Many times while reading food labels during my grocery trips, I’ve puzzled over why the word “may” is used.  Trying to read labels on packaging is cleary no easy task.  Also, wouldn’t this loose word be subject to interpretation by food manufacturers?

Well, Canada is finally doing something. Its health authorities say that the confusion may lead to the statements being ignored and allergy sufferers eating foods that can trigger life-threatening allergic reactions.  It also noted that the number of sufferers are on the rise, with a population of 1.2 million patients in its country.

Food manufacturers, importers, distributors and retailers are being notified of the proposed changes and are encouraged to use the new terms with immediate effect, even while the review is underway.

I would think that a term like “not suitable for consumption by persons with an allergy to “X”, currently being studied as one of the many options for food labelling, leave little room for doubt.  With allergy cases on the rise around the world, it will be great if health authorties in other countries follow suit in issuing similiar guidelines.

If you are to read the new set of allergy stats announced in the U.K., you will be shocked. It appears that Britain is right in the middle of an epidemic allergic outbreak. The number of people with allergies have trebled in the last 20 years and a third of the population, 18 million people, is set to develop an allergy, it said in a recent report. Although Britain now has the world’s highest number of allergy cases, it has been apparently been “lagging” behind the other European countries in dealing with the problem.

In 2004, research showed that 39 per cent of children and 30 per cent of adults had been diagnosed with one or more of asthma, hay fever and eczema. Hospital admissions due to anaphylactic shock, the severest allergic response, rose seven-times from 1990 to 2004.

The most common triggers are insect stings and foods such as peanuts. Anapyhlectic shock can cause death, if no immediate treatment is sought at the time of the allergy attack.

What was interesting was also that the report suggested that pregnant women and children should not be advised not to eat peanuts because it may actually be worsening the problem of peanut allergy. In Africa, where peanuts are made into a soup used for weaning and in Israel where they are incorporated into a rusk for babies, there has been no major reported problem of peanut allergies. Hence it would appear that not giving children an exposure to peanuts early in life might increase the risk of an allergic reaction later.

The leading theory to explain the rise in stats was proposed by David Strachan in the 1980s: due to leading cleaner, germ-free lives, we are exposed to fewer illnesses in childhood; thus causing our immune systems to become under-developed and over-react when exposed to allergens. Allergens can range from grass pollen, house dust mites and pet hairs.
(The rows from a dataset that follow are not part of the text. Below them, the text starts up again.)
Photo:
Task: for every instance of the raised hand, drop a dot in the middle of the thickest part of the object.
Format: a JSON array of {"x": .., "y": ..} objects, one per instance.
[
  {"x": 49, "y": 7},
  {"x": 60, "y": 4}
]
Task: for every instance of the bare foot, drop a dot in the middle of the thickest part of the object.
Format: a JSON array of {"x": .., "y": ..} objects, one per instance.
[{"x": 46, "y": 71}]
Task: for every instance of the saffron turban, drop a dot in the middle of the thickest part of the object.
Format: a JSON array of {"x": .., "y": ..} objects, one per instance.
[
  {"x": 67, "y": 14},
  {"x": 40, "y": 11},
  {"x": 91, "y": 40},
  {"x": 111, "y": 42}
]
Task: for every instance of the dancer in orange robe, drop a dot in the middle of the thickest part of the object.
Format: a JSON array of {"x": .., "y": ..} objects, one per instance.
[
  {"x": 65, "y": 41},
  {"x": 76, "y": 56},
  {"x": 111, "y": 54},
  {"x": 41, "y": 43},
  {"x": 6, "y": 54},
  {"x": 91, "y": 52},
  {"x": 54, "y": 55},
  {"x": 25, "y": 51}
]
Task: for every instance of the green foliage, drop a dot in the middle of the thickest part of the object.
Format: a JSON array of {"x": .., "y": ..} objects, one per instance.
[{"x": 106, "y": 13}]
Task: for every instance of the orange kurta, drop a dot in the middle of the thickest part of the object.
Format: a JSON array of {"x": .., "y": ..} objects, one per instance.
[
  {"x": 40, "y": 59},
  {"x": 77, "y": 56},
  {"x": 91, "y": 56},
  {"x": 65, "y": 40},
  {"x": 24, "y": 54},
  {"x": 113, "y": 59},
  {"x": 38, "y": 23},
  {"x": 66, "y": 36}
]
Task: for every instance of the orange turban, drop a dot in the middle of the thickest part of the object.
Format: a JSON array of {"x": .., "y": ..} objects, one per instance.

The theory has been verified by many studies since. According to another recent allergy stats, children raised on farms with livestock have a third fewer allergies than those who are not.

With figures not as dramatic, other countries are reporting rises in stats as well. It is likely to be a whole host of factors contributing to our weakened immune system: air, food, water and the products that we use and/or ingest. There clearly is a need to find ways to build our internal resistence to allergens and externally, to reduce the rate of their incidences.